Greetings from the Land of Enchantment: 40 Days After a Good Man Is Gone

Thursday, January 24, 2013

40 Days After a Good Man Is Gone

In our practice we often talk about 40 day sadhanas. We begin them usually because we want to change something, break a habit or build a new one, let go of something, or cultivate something else. We have had our moment of surrender, or our moment of inspiration; and now we're ready. Ready for something new. But how does one become ready to no longer have a father? To be fatherless. Is it even possible? It's certainly not something we choose; but it happens to all of us at one point or another.

So I have completed my first 40-day sadhana of being without him. It has been a long journey to get here. He was ill so long that it had been years since he had been the man I remembered--the man who was my father. And yet, there he was, flesh and blood and bone and breath. Burning away all the dross of a life well-lived but now gone, too soon.

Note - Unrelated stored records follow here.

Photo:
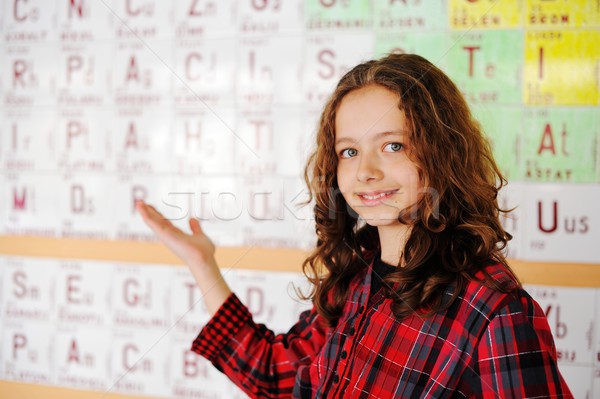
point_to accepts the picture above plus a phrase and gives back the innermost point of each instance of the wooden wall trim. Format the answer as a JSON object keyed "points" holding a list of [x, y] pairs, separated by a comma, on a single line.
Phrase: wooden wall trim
{"points": [[273, 259]]}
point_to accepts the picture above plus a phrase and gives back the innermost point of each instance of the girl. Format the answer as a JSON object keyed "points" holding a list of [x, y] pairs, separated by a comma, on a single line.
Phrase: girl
{"points": [[412, 294]]}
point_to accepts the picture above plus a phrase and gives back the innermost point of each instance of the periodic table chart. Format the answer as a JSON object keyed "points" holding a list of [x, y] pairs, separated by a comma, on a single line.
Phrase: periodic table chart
{"points": [[208, 109]]}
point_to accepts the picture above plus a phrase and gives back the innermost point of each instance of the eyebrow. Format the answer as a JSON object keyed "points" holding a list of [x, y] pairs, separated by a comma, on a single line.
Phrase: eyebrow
{"points": [[377, 136]]}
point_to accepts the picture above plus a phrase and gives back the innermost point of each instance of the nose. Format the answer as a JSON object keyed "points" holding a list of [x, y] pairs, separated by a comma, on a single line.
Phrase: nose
{"points": [[368, 170]]}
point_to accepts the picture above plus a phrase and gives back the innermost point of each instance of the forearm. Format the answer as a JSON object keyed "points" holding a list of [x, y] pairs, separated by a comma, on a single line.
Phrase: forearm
{"points": [[212, 285]]}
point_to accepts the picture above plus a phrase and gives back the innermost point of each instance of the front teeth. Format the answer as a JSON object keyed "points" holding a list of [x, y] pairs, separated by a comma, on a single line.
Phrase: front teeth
{"points": [[372, 197]]}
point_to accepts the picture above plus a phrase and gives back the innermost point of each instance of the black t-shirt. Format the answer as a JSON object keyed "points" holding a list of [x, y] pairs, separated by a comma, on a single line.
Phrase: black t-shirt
{"points": [[380, 270]]}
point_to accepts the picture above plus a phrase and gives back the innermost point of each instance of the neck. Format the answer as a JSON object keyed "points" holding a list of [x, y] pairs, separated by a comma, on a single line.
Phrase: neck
{"points": [[392, 240]]}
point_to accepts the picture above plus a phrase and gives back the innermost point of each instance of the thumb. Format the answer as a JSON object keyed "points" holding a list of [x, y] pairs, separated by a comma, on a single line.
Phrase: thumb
{"points": [[195, 226]]}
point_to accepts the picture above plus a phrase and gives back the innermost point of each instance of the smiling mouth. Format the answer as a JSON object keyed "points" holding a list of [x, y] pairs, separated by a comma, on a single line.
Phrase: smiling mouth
{"points": [[376, 196]]}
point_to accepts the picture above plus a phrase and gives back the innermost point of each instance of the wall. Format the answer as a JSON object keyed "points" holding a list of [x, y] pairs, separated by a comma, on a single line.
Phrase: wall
{"points": [[208, 109]]}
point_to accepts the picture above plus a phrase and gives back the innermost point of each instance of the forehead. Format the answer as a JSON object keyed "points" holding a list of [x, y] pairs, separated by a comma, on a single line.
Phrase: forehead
{"points": [[367, 111]]}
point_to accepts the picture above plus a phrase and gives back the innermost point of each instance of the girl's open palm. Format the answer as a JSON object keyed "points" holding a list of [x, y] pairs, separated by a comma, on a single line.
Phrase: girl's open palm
{"points": [[196, 249]]}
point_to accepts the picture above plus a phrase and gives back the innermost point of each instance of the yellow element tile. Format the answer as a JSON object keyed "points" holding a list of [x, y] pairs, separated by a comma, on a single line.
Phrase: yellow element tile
{"points": [[561, 67]]}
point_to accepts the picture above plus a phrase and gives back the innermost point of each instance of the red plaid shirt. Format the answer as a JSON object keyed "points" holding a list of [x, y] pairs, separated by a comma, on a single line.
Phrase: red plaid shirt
{"points": [[486, 345]]}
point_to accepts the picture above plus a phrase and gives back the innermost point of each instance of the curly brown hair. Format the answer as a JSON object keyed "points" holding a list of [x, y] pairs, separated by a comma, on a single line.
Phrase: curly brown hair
{"points": [[455, 226]]}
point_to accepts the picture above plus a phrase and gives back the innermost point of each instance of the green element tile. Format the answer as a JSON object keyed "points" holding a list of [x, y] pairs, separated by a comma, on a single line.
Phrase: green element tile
{"points": [[431, 45], [409, 15], [338, 14], [502, 125], [486, 65], [560, 144]]}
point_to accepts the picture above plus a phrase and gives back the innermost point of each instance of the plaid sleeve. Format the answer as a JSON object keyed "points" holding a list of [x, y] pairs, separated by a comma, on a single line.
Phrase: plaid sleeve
{"points": [[516, 356], [229, 319], [262, 364]]}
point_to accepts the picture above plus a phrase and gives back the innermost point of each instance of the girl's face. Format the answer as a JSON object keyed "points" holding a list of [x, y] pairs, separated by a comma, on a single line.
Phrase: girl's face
{"points": [[374, 174]]}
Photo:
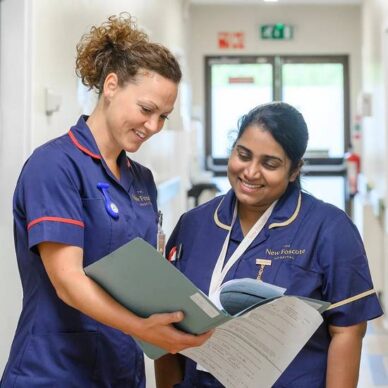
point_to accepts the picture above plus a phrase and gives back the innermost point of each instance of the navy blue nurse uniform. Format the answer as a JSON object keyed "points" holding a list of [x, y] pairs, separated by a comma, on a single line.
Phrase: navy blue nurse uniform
{"points": [[57, 200], [314, 250]]}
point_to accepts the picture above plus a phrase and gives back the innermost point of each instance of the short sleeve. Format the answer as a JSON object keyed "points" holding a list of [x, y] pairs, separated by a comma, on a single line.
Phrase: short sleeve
{"points": [[347, 280], [48, 196]]}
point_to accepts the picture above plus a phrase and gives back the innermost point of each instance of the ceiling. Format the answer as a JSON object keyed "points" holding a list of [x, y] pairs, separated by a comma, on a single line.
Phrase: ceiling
{"points": [[306, 2]]}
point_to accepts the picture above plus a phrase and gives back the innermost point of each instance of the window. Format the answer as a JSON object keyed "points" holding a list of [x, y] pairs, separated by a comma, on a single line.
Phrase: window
{"points": [[318, 86]]}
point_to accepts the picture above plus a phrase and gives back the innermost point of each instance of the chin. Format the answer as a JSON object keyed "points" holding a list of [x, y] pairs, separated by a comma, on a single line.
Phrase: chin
{"points": [[132, 148]]}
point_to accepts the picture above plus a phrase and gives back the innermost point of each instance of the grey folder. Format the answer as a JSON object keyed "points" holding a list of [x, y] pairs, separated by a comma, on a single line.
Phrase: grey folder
{"points": [[140, 278]]}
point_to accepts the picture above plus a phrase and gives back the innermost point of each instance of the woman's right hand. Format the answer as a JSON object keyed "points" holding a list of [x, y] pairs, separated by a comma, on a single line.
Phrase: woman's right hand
{"points": [[158, 330]]}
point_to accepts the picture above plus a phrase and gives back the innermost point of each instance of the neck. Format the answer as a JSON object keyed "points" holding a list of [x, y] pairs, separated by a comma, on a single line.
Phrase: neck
{"points": [[105, 142]]}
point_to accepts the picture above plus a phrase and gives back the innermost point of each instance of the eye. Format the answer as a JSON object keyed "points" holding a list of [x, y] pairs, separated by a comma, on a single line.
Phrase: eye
{"points": [[271, 164], [145, 109], [243, 155]]}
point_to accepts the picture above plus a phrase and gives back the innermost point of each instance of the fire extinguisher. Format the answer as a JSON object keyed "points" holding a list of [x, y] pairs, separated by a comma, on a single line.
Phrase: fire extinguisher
{"points": [[353, 165]]}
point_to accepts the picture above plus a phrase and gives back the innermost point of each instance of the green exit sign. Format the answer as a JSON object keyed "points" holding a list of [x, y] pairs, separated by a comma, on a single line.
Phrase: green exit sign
{"points": [[277, 31]]}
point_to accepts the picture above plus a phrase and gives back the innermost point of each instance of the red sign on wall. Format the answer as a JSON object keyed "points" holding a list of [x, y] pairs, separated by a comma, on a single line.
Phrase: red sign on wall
{"points": [[233, 40]]}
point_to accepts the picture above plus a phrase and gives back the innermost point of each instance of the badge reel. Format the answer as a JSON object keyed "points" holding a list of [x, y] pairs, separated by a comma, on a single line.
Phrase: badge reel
{"points": [[110, 206]]}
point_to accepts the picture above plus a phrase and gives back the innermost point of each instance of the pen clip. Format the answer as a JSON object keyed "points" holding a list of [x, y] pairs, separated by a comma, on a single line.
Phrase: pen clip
{"points": [[110, 206]]}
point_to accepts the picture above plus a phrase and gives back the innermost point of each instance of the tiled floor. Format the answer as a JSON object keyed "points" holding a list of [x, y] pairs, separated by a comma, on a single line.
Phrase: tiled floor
{"points": [[374, 361]]}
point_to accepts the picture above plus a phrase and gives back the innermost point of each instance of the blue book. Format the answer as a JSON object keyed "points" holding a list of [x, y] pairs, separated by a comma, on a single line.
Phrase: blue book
{"points": [[253, 320]]}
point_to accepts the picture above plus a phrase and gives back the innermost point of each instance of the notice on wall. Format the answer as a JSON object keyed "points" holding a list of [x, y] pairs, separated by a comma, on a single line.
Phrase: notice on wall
{"points": [[231, 40]]}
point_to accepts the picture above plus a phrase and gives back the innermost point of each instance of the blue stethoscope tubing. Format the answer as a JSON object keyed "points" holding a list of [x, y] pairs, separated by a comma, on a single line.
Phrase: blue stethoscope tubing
{"points": [[110, 206]]}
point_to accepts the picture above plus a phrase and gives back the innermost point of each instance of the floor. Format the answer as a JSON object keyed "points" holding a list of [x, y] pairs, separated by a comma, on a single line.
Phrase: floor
{"points": [[374, 360]]}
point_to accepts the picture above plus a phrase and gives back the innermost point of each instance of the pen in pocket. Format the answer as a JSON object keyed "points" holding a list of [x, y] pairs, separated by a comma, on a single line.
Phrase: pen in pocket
{"points": [[160, 236]]}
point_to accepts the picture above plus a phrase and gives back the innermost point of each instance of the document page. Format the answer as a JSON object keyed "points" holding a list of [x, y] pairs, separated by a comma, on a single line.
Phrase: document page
{"points": [[254, 349]]}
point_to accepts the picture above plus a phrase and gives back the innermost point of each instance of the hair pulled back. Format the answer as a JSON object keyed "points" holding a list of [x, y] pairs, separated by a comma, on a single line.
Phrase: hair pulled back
{"points": [[118, 46], [286, 125]]}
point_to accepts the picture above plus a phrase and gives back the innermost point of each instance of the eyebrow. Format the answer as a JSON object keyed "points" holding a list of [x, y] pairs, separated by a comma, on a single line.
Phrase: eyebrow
{"points": [[241, 147], [154, 106]]}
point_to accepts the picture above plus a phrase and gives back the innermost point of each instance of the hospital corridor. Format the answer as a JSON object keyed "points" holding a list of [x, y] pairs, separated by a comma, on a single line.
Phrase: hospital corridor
{"points": [[240, 138]]}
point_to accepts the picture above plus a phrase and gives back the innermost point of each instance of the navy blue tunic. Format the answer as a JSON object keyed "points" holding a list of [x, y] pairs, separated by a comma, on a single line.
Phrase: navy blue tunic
{"points": [[314, 250], [57, 200]]}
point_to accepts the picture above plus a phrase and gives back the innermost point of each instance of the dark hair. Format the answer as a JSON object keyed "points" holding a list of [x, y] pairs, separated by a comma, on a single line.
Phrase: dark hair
{"points": [[118, 46], [286, 125]]}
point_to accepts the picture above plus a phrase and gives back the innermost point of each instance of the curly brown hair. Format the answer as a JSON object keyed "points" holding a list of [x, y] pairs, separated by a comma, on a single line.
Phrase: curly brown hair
{"points": [[118, 46]]}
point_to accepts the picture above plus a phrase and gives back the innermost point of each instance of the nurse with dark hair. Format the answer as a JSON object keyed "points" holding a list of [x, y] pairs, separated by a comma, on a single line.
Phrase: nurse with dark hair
{"points": [[80, 197], [303, 244]]}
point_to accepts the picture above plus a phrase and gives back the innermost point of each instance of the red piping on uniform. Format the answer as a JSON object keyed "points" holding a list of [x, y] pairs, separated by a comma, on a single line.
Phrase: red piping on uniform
{"points": [[82, 148], [55, 219], [171, 254]]}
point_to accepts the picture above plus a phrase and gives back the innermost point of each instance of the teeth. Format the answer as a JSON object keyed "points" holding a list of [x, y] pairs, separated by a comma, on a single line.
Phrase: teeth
{"points": [[250, 186], [140, 134]]}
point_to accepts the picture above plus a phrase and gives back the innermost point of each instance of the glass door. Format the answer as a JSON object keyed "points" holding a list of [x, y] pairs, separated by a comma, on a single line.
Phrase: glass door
{"points": [[237, 85], [318, 86]]}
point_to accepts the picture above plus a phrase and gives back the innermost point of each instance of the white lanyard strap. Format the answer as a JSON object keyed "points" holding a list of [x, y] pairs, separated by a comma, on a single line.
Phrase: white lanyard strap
{"points": [[219, 273]]}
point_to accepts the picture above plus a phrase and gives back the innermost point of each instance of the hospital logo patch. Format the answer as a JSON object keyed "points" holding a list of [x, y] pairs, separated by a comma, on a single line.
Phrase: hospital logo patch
{"points": [[285, 253]]}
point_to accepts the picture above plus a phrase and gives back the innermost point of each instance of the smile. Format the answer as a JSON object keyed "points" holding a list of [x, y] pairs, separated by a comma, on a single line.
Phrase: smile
{"points": [[140, 134], [250, 186]]}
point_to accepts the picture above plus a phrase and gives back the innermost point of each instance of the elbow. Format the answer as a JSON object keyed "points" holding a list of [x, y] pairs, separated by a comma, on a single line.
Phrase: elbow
{"points": [[64, 296]]}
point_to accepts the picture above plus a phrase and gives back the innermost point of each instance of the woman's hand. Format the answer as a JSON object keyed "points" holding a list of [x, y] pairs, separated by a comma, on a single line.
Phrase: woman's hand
{"points": [[158, 330], [63, 264]]}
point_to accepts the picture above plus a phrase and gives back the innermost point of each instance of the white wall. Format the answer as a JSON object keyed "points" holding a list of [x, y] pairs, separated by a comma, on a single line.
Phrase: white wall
{"points": [[38, 39], [15, 118], [317, 30], [375, 127]]}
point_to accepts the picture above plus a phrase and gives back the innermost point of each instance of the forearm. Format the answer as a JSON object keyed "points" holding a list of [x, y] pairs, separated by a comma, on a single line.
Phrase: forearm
{"points": [[168, 371], [63, 264], [344, 358], [83, 294]]}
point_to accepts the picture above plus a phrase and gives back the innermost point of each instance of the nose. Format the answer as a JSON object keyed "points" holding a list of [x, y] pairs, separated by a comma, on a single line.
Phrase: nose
{"points": [[252, 171], [153, 124]]}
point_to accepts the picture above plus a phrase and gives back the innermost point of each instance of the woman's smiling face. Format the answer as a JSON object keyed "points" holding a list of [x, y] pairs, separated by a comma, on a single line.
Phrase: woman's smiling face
{"points": [[259, 170]]}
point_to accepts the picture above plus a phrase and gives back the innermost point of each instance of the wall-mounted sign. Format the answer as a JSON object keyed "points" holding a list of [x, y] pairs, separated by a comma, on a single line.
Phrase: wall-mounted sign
{"points": [[241, 80], [277, 31], [233, 40]]}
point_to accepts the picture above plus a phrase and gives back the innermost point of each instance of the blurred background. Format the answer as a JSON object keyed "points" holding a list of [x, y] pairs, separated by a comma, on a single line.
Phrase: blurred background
{"points": [[329, 58]]}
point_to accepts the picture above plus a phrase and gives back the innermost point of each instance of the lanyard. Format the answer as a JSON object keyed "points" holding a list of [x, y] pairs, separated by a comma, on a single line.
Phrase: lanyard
{"points": [[219, 273]]}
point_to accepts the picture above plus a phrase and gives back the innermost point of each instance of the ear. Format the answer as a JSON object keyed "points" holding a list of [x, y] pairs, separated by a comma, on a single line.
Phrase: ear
{"points": [[111, 85], [296, 172]]}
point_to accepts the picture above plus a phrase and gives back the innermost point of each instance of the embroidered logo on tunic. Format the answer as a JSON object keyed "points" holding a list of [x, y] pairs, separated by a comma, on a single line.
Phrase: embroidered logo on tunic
{"points": [[285, 253], [141, 198]]}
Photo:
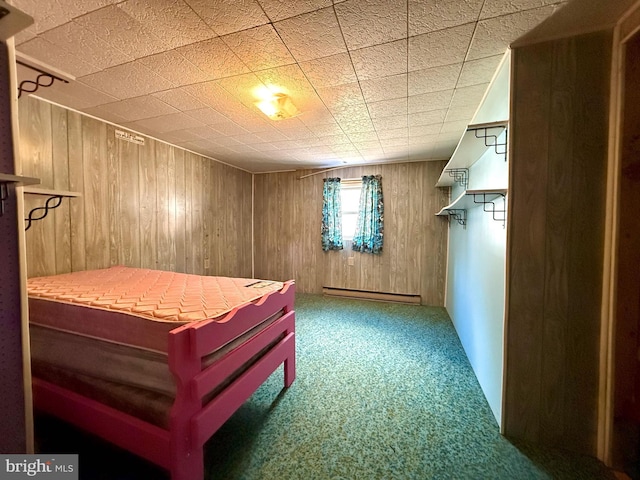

I missed his last breath because instead of getting out of bed that morning when I woke up, I turned and wrapped my arms around my husband. In that moment I chose life and in that same moment, he let go. I had wanted to be there with him; but instead life, in its relentless nature, called me to lay there and breathe with my arms around my lover, my friend, my beloved. I chose the future. Seconds later my sister knocked on the door and said that my father was gone.

The night before we had all gathered around his bed and sang songs and hymns and spiritual songs, as the scripture says. We sang so loud I thought he might let go in that moment just to get some peace and quiet.  But instead he continue to breathe, a fluttering sound in his throat, the rise and fall of his ribs, the last moments of good man going, too soon gone.

My sister and I bathed him and dressed him. All the aversion I had experienced throughout his illness fell away (I'm not good at those things); and suddenly I was good at this. I could hold his hand, and sing to him and read scripture. I could sit in silence and just be. I could do this. The hardest part is the strange juxtaposition of life in the midst of death. They don't belong in the same room, but there they are, existing side by side. The kids talking about inane college football games as if they mattered, or people arguing over politics, or the in-law saying outrageous things at the dinner table, or better yet, the comedy team that was the men from the funeral home who came to pick up my father's body. They could have been called, Mr. Magoo's Circus of Strange and Mythical Men. And the smell. One of the funeral attendants was a heavy smoker and the smell of those stale cigarettes against his worsted wool suit was almost more than I could bear against the back drop of my father's skin and bones. Later, my sister and I just laughed and laughed because it was so absurd. Life going on in the face of our no longer having a father was, is, so absurd. And yet, it does.

A few days later we held his memorial. People from all parts of his life came to say what a difference he had made in their lives. People told stories, his son-in-law eulogized him more beautifully than any of us could imagine, and people remembered him above all else as their friend.

He was a good man. He was a great man. The last of his kind.

And now I will continue to mark 90 days, 120 days, 1000 days, but this is not a sadhana that ends. My father is gone. And the hole that is left inside me, my brother, my sister, my mother, my nieces and nephews, all who knew him, that hole is invisible; because if people could see it, it would make life impossible. Don't say anything, please, I plead to myself quietly. There are no words. My father is gone.

He was a good man. He was a great man. He was the last of his kind.